Once I took my little girls fishing.
It was because it was a life experience I thought they should have.
A life experience on the order of ocean swimming.
Not that I had ever fished my own self or even wanted to fish.
The thing was, fishing presented itself.
There was a place meant to bring children to fish.
It was a couple of big water filled holes with willow trees on the banks.
There were logs to sit on.
In the water there were fountains, a thing that detracted or distracted or seemed unnatural.
Like the velveeta cheese bait.
And yet here in this experience I discovered something.
When you fish, the world changes into a place of becoming.
I knew this as we squeezed the cheese rounds onto the hooks.
The little girls were dismayed at the process, the hooks, the idea of hurting the fish.
I was ready to talk right then about becoming vegetarian.
They were not interested in giving up eating animals, although I could see something deep within them squirm and sigh.

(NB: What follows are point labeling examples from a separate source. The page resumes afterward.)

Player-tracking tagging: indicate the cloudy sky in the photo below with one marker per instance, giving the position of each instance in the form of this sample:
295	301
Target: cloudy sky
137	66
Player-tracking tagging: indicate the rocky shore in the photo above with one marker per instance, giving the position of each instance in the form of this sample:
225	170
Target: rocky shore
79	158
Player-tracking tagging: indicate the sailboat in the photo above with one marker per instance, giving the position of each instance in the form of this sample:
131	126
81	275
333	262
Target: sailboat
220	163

What happened then is I showed them about sitting with the world and being more like a tree.
I showed them about absorbing the light on the water until they were that light.
We sat with our rods and lines like Huckleberry Finn and Tom Sawyer.
It all became as familiar as brushing teeth.
We each caught a trout.
To have that success with the velveeta and bamboo poles was satisfying as finding an opal in the dirt.
After that on a summer night at Faria Beach we ran out onto the sand at one in the morning.
The grunion were running.
We grabbed at them as they flung themselves onto the wet sand.
The beach was transformed into a sea of flashing silver.
This was not fishing like the other time.
These are my only two experiences catching fish to eat.
The hole in the ground, that was as if in another lifetime, fishing in mountain streams had been as natural a thing as walking to the library.